On June 9, the US Court of Appeals, 1st circuit (Boston) will hear Laffey v Begin, 05-1750. The issue is whether state and federal campaign laws can be used to force a public official to give up his talk radio show. The Rhode Island Board of Elections ordered Stephen Laffey to stop being a radio talk show host, on the grounds that he is Mayor of Cranston and a potential (but undeclared) candidate for U.S. Senate next year. The Board claims that since the radio station doesn’t charge him for being a talk show host, the station is making an in-kind campaign contribution to him. On May 18, the US District Court had refused to issue a temporary injunction that would have kept the Mayor’s show on the air. The Mayor is a conservative Republican.
On June 7, the Louisiana House Governmental Affairs Committee passed SB 53, but in a drastically different form. SB 53 in its latest incarnation changes the state’s congressional elections to a semi-closed primary system, a big change from the current system.
Senator Cleo Fields, author of SB 53, introduced it earlier this year as a bill to set up semi-closed primary elections in congressional elections, and in that form, it passed the Senate Governmental Affairs Committee. But then he changed the bill into a version of the “top-two” system (but with a timing difference), and in that form it passed the House last month. Now the bill is back to its original version. If it passes the House in this latest version, it will then need to go back to the Senate to see if the Senate concurs.
On June 1, the Nevada Assembly concurred in the benevolent Senate amendments to AB 455 (see posting below on Nevada, from May 31).
On June 1, Colorado Governor Bill Owens vetoed HB 1147, which would have eased restrictions on who can circulate a petition. The bill would have let any adult U.S. citizen who is a resident of Colorado circulate any kind of petition, anywhere in the state. Governor Owens said he vetoed the bill for two reasons: (1) he feels that petitions to get a candidate on the ballot in a partisan primary should only be circulated by members of that party; (2) he favors requiring circulators to wear a badge indicating whether they are being paid or not.
The current Colorado laws on who can circulate a petition (for initiatives, anyway) were held unconstitutional by the U.S. Supreme Court in 1999 in Buckley v American Constitutional Law Foundation. The Governor said the laws held unconstitutional ought to be repealed, but that there is no reason to repeal other such laws that have not yet been declared unconstitutional.
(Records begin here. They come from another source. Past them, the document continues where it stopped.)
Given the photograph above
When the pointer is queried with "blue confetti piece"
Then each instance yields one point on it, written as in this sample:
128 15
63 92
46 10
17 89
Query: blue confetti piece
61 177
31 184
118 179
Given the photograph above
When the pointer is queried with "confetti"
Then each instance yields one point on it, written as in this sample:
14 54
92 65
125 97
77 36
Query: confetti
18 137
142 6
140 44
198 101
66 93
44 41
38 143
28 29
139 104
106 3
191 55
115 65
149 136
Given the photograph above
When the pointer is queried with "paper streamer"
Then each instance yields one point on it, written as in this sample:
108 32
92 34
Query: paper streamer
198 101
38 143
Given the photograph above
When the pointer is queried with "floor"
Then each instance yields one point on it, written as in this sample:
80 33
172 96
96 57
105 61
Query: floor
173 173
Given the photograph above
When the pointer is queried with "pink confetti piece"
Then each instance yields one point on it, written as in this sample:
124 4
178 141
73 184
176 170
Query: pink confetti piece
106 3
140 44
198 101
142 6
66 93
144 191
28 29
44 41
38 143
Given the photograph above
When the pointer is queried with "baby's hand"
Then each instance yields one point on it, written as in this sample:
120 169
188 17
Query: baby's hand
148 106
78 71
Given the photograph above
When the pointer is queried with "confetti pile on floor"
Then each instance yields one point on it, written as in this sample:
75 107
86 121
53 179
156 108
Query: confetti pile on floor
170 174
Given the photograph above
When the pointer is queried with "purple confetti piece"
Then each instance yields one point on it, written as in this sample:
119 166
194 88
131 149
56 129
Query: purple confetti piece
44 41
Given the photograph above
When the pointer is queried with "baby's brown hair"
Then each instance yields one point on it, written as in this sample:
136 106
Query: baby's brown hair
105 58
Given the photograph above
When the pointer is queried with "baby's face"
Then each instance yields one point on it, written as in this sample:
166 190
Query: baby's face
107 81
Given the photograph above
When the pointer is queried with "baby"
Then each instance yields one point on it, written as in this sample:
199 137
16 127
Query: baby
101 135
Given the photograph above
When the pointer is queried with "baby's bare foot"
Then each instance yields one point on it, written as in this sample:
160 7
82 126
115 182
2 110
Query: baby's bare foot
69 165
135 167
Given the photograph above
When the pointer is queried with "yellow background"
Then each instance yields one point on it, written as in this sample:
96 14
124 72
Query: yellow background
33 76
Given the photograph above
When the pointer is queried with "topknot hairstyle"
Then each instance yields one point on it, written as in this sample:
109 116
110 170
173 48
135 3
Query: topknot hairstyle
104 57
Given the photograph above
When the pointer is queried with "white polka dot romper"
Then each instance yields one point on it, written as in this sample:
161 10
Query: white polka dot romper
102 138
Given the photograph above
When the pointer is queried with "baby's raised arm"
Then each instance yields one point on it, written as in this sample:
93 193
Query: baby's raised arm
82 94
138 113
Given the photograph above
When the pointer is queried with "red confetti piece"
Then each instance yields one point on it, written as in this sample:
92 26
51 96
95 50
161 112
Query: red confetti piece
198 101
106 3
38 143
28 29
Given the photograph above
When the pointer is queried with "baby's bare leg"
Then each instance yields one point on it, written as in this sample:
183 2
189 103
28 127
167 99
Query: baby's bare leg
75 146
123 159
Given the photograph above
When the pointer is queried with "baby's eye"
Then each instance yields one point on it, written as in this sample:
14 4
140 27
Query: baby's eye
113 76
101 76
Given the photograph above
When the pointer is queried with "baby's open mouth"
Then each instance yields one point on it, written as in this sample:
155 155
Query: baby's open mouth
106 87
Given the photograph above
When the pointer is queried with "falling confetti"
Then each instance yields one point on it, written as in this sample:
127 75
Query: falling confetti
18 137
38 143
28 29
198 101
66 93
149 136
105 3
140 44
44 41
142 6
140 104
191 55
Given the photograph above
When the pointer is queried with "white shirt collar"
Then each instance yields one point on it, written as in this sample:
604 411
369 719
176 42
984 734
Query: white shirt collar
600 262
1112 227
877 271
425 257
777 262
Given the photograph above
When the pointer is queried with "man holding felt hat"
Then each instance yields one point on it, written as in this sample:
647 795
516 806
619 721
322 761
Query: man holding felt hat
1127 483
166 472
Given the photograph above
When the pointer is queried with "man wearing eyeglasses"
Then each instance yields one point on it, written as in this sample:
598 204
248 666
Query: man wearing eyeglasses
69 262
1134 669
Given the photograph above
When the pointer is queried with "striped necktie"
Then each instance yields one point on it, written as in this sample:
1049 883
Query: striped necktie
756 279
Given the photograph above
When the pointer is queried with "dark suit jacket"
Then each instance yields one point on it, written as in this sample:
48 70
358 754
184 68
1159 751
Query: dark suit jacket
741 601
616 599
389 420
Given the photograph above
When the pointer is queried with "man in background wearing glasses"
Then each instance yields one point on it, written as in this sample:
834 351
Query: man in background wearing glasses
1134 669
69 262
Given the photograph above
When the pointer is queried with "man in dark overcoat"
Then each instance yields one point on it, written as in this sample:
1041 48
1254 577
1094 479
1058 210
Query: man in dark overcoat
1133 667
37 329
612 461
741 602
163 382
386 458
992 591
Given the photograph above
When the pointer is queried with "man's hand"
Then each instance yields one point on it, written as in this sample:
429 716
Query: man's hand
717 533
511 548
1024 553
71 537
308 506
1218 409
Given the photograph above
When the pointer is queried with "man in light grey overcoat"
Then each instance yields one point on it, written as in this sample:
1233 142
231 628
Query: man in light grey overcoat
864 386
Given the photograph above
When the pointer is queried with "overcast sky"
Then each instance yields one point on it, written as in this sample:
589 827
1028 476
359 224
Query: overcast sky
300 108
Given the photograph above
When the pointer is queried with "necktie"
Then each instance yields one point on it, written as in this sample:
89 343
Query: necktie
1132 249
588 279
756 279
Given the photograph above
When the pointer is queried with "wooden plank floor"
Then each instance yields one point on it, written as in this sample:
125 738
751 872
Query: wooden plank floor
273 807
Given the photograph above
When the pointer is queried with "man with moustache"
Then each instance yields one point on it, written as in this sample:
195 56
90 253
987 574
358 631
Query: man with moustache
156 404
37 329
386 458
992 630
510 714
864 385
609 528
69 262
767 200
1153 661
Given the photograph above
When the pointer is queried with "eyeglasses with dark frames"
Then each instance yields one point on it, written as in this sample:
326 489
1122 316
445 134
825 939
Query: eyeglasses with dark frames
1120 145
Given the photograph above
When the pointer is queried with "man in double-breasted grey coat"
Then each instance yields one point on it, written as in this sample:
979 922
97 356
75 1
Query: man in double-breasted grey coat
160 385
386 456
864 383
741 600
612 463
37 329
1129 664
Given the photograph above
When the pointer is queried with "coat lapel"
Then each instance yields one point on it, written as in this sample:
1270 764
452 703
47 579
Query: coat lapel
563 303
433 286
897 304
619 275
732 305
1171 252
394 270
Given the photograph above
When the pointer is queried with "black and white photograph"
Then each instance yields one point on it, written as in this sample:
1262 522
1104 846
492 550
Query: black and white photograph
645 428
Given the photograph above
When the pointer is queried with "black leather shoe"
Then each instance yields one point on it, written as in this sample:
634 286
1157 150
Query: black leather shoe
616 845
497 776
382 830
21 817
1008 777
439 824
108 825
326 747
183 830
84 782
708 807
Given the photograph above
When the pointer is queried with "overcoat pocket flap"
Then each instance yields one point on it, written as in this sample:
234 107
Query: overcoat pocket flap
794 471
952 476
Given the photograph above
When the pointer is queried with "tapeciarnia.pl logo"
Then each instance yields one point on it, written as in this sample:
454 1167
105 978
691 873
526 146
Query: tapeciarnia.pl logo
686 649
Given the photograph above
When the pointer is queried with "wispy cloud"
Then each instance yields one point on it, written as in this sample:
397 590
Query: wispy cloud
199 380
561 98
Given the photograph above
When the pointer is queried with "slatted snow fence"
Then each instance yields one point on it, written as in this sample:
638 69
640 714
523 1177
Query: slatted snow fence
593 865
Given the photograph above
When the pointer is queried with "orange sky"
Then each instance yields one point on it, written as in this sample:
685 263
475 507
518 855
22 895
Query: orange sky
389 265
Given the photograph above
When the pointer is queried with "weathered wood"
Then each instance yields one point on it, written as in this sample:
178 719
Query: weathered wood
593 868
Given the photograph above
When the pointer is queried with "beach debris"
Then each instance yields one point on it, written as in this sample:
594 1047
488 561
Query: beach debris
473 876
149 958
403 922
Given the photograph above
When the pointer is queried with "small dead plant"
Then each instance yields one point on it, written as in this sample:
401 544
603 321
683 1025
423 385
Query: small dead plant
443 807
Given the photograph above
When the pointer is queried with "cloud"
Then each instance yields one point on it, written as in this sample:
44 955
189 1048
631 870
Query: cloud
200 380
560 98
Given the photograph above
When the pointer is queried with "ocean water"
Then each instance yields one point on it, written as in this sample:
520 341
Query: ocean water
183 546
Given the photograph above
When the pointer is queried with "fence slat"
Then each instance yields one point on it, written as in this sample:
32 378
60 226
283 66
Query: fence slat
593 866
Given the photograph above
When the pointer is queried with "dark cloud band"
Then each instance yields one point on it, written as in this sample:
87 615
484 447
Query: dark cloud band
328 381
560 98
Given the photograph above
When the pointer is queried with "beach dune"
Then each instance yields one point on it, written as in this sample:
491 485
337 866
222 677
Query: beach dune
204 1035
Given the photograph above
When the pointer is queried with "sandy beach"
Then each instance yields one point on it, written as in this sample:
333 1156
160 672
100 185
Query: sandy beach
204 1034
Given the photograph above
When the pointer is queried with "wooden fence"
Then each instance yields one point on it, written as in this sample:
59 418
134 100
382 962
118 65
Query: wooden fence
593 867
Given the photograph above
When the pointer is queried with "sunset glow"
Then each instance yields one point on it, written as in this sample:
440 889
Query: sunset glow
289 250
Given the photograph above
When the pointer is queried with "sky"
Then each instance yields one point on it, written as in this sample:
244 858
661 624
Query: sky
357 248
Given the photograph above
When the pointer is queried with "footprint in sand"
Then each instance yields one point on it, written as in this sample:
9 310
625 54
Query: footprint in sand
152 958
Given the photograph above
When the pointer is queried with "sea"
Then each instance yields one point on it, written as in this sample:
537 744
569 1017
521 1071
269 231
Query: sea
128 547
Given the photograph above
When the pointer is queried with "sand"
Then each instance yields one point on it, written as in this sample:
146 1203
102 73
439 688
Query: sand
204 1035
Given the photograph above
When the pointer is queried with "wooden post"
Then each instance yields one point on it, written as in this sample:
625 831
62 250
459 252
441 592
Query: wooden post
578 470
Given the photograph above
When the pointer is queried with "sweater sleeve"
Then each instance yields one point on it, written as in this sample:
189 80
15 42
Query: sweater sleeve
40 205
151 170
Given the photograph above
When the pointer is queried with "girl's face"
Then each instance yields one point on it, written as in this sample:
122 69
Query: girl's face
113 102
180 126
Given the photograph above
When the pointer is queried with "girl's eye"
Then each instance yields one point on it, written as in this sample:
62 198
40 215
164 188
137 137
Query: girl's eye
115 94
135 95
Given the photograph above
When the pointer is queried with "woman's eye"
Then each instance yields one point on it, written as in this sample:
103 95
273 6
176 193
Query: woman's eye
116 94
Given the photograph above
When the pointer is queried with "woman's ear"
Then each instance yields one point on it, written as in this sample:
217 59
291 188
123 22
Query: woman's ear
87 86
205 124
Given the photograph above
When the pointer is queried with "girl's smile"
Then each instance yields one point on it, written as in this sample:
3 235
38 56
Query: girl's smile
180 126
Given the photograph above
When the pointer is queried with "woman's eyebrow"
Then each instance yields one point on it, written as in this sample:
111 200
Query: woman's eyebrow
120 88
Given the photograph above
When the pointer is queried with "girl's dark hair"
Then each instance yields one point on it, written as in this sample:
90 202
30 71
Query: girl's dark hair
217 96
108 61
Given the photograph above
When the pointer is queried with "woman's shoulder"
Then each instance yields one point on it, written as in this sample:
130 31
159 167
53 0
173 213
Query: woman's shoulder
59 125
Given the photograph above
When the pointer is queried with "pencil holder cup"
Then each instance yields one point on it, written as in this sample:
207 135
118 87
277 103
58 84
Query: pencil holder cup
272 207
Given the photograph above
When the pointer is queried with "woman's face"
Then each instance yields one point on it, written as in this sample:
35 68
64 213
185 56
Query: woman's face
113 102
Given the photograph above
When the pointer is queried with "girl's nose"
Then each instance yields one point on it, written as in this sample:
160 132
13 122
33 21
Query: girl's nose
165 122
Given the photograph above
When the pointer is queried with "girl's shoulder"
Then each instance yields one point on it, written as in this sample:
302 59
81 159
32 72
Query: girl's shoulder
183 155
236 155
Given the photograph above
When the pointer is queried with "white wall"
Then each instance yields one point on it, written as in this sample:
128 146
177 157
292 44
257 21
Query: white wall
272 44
On May 27, the Nevada State Senate passed AB 455. It moves the Nevada primary from early September to mid-August. Fortunately, the Senate deleted all the provisions of the bill that force minor parties (which nominate by convention) to nominate their candidates any earlier. The Assembly version of the bill had even required minor parties to certify their presidential candidates by mid-June. The Senate also deleted a provision advancing the deadline for independent candidates. The bill now returns to the Assembly to see if the Assembly agrees with the Senate changes.
AB 455 also eases the deadline for potential candidates to change parties. Existing law won’t let candidates seek a party nomination (major or minor) if they changed parties later than Septemer 1 of the year before the election. The bill moderates that deadline to December 31 of the year before the election.
Credit for improving the bill in the State Senate goes to Janine Hansen of the Constitution Party, who is a full-time lobbyist in the Nevada Capitol.